Permanent supportive housing is already working very effectively in Rhode Island. Through the federal McKinney Homeless Assistance Program and our state-funded Neighborhood Opportunities Supportive Housing Program, we have created several hundred units of supportive housing in the last five years. This housing exists in every area of the state.

The Woonsocket Neighborhood Development Corporation has transformed Woonsocket's Constitution Hill with supportive housing blending in with family rentals and home ownership. Permanent supportive housing exists in the East Bay, Johnston, Kent County and South County -- in fact, in most of the cities and towns in the state. While we cannot reach all of the people who need this housing, we have transformed the lives of those who are now in it.

If we expanded the Neighborhood Opportunities Supportive Housing Program, we could meet the need for at least 600 additional units of supportive housing in the next 10 years. At a cost of about $3 million a year, there would undoubtedly be cost savings and better outcomes.

The program could help cities and towns create housing for residents with disabilities who are homeless or at risk of homelessness. It is essential that municipalities include supportive housing among their options as they develop plans mandated by the Low- and Moderate-Income Housing Act, of 2004. Creating supportive housing through new construction or rehabilitation of dilapidated property improves the neighborhood.

In Connecticut, a comprehensive multi-year evaluation of 281 supportive apartments demonstrated that neighborhood property values increased by more than 30 percent.

The creation of supportive housing improves the community in many ways, including providing stable neighbors, more attractive and better-maintained homes, increases in the property- and income-tax base, and better quality of life for all. No one benefits from having homeless people on the streets and families in emergency shelters.

Along with the housing, services are essential. Solid data indicate that for what we are spending on keeping people homeless, we could have them in housing. For example, people in housing become healthier, saving on the costs of Medicaid and uncompensated hospital care. A Connecticut independent evaluation of state permanent supportive-housing programs showed that from 1999 to 2002, the cost of Medicaid-funded inpatient health care and behavioral-health care provided to tenants dropped 71 percent.

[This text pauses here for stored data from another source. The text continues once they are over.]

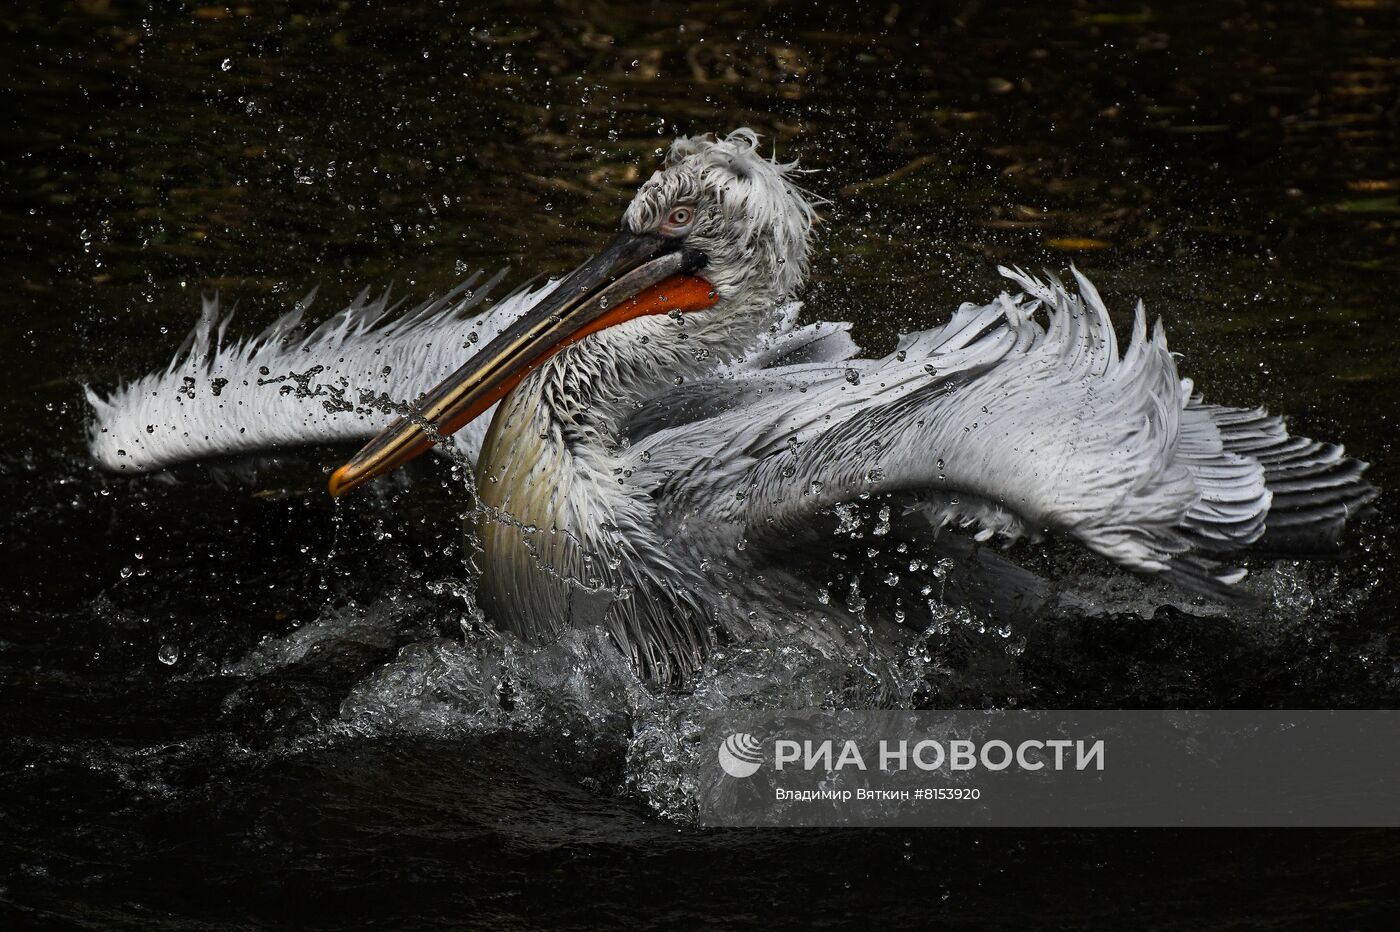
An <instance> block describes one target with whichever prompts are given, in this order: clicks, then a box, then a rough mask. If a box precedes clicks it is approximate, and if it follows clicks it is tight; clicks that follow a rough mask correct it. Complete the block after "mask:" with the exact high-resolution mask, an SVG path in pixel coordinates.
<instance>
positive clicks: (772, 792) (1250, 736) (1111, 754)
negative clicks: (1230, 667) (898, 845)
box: [699, 711, 1400, 826]
mask: <svg viewBox="0 0 1400 932" xmlns="http://www.w3.org/2000/svg"><path fill="white" fill-rule="evenodd" d="M701 747H703V749H711V750H708V753H706V751H701V758H703V760H701V764H703V765H701V770H700V774H699V777H700V779H699V782H700V791H701V792H700V817H701V821H704V823H707V824H717V826H718V824H727V826H953V824H963V826H1291V824H1296V826H1334V824H1336V826H1397V824H1400V712H1373V711H1368V712H1329V711H1322V712H1317V711H1313V712H1278V711H1249V712H1239V711H1231V712H1095V711H1086V712H1061V711H1054V712H1028V711H995V712H907V711H906V712H900V711H889V712H801V714H794V712H783V714H773V715H762V714H748V715H743V716H715V718H714V719H713V721H711V722H708V723H707V730H706V737H704V739H701ZM706 758H708V760H706ZM946 803H959V805H955V806H949V805H946Z"/></svg>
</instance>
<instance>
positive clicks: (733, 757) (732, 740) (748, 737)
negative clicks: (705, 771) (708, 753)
mask: <svg viewBox="0 0 1400 932" xmlns="http://www.w3.org/2000/svg"><path fill="white" fill-rule="evenodd" d="M760 749H762V744H760V743H759V739H757V737H755V736H753V735H746V733H745V732H735V733H734V735H729V736H728V737H727V739H724V740H722V742H721V743H720V767H721V770H724V772H727V774H729V775H731V777H736V778H741V779H742V778H745V777H752V775H753V774H756V772H759V767H762V765H763V753H762V750H760Z"/></svg>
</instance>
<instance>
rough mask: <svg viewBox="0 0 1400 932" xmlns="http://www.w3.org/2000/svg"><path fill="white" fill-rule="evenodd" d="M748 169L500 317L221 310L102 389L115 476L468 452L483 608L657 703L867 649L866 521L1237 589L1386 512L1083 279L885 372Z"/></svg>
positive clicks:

Those on the streets with behavioral-health problems may often end up incarcerated -- at great cost to the state. Families are separated because of homelessness; children are in foster care. Each winter, we must use funds from the state budget to open shelters to keep people from freezing to death.

All of these costs to the state of Rhode Island exceed the cost of housing an individual or family. Essentially, we can either waste money keeping people homeless, or we can fund long-term solutions!

The effects of permanent housing are being recognized nationally. Philadelphia is the first big city to largely end its chronic homeless problem, having gone from 4,500 on the streets less than 10 years ago to only 130 now; the city did this by creating housing with services. New York, Chicago and Washington, D.C., are emphasizing "housing first," reallocating resources from shelter to housing; they are transforming shelters into very temporary housing, and are also emphasizing the prevention of homelessness-- a crucial area that has not been addressed in Rhode Island.

Rhode Island can and must do more. State investment in housing and services would benefit the entire community. We must not accept people living for years without housing. We need the political will and the community support to end long-term homelessness.

Michelle Malloy is associate director of the Rhode Island program of the Corporation for Supportive Housing. Noreen Shawcross is executive director of the Rhode Island Coalition for the Homeless.